Ce sont des choses que l’on ne voit pas. Et dont ne parlent pas les parents et les enfants qui y sont contraints. Parce que c’est leur force, leur combat. Une famille qui vit dans le trop peu est, en permanence, occupée (et préoccupée) à devoir mettre en œuvre toutes sortes de trucs et ficelles, qui pompent l’énergie, pour pouvoir, tout simplement, essayer d’être « comme les autres ». Et quand on cherche à se présenter « comme les autres », on ne va pas raconter à quel point ça pèse de devoir toujours demander à d’autres, postposer, refuser, ne pas pouvoir…

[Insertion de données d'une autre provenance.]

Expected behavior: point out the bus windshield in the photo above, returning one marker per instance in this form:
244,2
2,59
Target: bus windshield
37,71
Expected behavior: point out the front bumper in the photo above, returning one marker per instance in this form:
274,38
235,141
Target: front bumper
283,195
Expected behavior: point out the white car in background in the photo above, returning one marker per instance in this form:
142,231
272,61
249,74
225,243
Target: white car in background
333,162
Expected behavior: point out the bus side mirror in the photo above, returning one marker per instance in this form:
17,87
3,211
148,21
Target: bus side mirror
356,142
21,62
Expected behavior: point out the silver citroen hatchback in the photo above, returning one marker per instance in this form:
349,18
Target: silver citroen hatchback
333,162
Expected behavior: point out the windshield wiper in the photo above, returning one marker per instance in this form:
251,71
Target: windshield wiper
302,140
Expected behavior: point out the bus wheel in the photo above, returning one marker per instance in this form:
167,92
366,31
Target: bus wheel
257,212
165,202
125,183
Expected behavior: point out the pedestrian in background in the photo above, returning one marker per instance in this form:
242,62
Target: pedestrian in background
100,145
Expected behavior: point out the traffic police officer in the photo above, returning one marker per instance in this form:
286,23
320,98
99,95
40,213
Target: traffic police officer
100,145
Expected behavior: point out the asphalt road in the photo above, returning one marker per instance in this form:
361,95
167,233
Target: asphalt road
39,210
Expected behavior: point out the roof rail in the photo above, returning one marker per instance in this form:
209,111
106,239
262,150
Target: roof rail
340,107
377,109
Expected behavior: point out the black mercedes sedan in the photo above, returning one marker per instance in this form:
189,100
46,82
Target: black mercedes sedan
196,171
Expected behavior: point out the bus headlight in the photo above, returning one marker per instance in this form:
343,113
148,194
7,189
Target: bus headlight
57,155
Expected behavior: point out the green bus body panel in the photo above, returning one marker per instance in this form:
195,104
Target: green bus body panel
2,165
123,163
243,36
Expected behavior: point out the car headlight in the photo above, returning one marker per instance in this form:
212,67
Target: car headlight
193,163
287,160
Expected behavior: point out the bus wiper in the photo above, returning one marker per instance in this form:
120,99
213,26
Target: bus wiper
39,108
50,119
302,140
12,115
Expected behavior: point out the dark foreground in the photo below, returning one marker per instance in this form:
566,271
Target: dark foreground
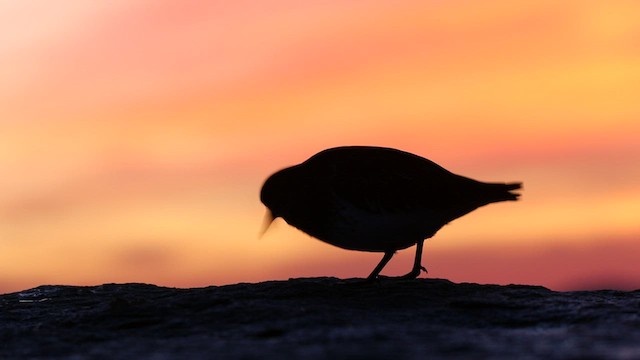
321,318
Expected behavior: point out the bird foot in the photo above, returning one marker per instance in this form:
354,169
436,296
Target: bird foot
413,274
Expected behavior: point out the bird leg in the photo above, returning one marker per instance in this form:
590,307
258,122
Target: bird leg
385,259
417,263
414,273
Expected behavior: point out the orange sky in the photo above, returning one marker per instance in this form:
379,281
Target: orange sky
135,136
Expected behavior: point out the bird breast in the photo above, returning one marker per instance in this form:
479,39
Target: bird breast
356,229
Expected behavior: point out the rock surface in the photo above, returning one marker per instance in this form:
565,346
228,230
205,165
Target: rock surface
319,318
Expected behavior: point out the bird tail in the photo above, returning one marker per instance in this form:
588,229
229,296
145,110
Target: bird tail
503,191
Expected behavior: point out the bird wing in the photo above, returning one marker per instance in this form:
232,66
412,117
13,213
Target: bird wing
395,182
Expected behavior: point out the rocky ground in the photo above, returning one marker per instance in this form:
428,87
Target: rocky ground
319,318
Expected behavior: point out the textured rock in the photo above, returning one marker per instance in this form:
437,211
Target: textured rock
319,318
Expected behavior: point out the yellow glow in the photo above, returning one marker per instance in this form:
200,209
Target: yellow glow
134,137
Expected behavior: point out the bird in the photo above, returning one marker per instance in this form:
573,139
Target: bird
375,199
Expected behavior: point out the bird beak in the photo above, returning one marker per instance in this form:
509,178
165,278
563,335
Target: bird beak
266,223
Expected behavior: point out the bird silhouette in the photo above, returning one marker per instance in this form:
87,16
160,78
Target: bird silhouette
375,199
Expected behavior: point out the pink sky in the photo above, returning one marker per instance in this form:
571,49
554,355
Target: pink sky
135,136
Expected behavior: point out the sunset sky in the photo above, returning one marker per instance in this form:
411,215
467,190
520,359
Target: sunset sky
135,135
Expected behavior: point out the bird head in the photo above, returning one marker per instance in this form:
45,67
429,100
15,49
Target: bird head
277,194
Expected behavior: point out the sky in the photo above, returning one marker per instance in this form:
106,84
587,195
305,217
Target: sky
135,135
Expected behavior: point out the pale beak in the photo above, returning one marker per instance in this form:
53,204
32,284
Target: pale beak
266,223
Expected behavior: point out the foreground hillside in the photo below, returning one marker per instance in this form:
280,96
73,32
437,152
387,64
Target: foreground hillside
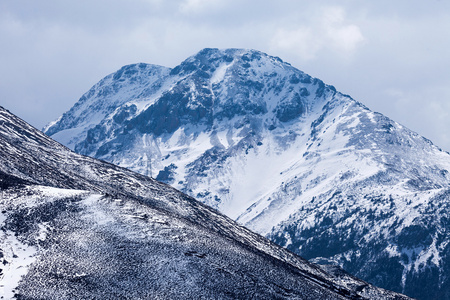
284,154
73,227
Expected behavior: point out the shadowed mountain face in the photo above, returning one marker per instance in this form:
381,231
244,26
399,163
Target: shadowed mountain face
282,153
73,227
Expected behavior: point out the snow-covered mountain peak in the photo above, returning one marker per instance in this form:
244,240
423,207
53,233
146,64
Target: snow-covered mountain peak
288,156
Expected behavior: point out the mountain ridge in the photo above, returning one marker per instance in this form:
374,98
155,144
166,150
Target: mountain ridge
292,158
76,227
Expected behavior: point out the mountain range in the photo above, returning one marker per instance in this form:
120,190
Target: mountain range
285,155
73,227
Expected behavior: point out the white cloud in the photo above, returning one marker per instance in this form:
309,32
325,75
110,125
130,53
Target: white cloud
329,31
200,6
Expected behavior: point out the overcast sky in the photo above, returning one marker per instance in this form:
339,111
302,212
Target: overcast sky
393,56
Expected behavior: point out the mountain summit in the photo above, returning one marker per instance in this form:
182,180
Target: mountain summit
284,154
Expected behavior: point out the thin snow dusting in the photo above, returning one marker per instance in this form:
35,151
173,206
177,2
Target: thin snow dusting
17,257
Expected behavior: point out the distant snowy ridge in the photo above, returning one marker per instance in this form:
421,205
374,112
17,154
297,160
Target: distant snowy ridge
288,156
73,227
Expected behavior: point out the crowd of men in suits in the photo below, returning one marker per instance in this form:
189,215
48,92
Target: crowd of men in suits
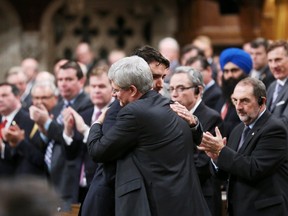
57,126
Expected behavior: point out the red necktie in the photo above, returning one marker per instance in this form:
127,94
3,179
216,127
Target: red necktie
2,125
224,110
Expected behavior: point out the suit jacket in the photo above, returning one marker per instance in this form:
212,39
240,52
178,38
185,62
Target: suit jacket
258,182
100,199
28,156
64,173
281,108
160,146
231,119
266,76
209,119
212,95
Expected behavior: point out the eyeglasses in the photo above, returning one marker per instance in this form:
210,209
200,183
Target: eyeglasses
180,89
42,98
232,70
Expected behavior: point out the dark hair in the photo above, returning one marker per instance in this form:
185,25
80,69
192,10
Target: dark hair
203,61
258,42
259,89
14,88
74,65
276,44
150,54
187,48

C’est bien l’énergie folle et le temps incompressible que demande cette survie au quotidien qu’il faut pouvoir faire comprendre à ceux qui disent : « Tu vois, ils ne viennent même pas au théâtre, alors qu’on leur paie leur place ».

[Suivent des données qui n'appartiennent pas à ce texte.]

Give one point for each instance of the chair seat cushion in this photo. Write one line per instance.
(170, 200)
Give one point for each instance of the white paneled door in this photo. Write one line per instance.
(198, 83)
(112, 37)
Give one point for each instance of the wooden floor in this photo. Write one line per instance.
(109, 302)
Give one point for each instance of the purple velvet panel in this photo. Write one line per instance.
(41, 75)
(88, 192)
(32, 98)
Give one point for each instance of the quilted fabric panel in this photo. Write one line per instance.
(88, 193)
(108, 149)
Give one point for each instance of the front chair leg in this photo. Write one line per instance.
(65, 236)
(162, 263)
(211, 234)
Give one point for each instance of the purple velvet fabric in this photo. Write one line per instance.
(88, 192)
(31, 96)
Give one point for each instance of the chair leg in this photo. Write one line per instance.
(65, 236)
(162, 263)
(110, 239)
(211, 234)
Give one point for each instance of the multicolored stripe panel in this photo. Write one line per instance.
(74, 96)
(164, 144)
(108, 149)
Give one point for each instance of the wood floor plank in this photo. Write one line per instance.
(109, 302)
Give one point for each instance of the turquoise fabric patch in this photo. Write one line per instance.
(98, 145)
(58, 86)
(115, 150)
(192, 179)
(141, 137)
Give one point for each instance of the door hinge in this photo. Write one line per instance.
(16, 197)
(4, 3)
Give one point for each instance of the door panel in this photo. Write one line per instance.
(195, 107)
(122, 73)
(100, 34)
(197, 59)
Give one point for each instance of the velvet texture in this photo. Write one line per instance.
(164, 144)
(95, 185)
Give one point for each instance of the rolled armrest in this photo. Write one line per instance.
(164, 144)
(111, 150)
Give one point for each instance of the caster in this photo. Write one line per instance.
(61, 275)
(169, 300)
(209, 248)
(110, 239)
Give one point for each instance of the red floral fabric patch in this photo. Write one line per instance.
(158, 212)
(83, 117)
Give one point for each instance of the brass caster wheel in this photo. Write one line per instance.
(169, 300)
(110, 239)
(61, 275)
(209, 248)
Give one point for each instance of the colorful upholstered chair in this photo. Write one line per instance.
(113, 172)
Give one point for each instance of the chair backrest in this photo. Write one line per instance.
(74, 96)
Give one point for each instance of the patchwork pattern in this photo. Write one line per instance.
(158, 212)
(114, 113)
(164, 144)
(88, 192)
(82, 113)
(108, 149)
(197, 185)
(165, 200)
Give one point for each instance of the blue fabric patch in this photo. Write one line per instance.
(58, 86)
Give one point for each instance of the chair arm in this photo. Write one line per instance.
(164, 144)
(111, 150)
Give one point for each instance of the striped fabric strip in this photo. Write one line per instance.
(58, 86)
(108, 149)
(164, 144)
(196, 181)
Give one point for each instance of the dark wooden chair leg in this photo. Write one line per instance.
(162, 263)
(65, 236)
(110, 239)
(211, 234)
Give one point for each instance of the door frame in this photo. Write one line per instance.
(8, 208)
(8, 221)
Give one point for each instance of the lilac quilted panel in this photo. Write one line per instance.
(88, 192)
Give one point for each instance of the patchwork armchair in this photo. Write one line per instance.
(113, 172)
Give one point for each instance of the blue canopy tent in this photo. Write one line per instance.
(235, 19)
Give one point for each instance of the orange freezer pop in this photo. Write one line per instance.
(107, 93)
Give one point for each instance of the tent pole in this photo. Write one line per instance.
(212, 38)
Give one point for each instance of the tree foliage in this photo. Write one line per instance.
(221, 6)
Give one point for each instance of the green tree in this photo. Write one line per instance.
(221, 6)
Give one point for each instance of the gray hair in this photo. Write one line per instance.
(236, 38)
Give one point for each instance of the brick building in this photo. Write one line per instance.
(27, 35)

Ce n’est pas la méthode, alors, qu’il faudrait revoir au plan politique, plus que les moyens financiers ?
La question essentielle, c’est bien celle de l’adaptation de la méthode aux problèmes. Ainsi, on ne « tombe » pas pauvre, de la même manière qu’on ne « tombe » pas enceinte, en fait. Il y a des facteurs, structurels et conjoncturels, collectifs et individuels, qui appauvrissent. De même, il y a des conditions, autres qu’individuelles, à mettre en œuvre, pour permettre aux populations d’avoir davantage de latitude ou d’horizon devant eux, d’avoir un peu plus de « lest », aussi bien financier que mental et social. On ne peut pas arriver à se sentir mieux, si il n’est pas possible de mettre un euro de côté à la fin du mois. Mais on ne peut pas progresser, non plus, si on n’a pas une heure de sérénité à disposition. C’est cela, la latitude : c’est tout ce qui constitue le différentiel qui permet d’évoluer, de se projeter, de prendre le temps d’échanger des idées avec un autre, de sentir que l’on pourra construire un avenir. L’enrichissement, c’est donc aussi le relationnel, le territoire que l’on habite et ceux que l’on fréquente, et c’est aussi le temps. C’est cela, lutter contre l’appauvrissement, plus que contre la pauvreté : c’est tenter de (re)gagner de l’égalité sur l’ensemble de ces enjeux-là. D’où la nécessité de politiques structurelles coordonnées : plutôt que chercher à remettre les gens sur les rails, il faut songer d’abord à tout ce qui les empêche de se rendre à la gare. Il faut imaginer, dans tous les domaines, des points d’appui qui permettent aux populations appauvries de construire le chemin qui serait utile pour elles et pour la collectivité.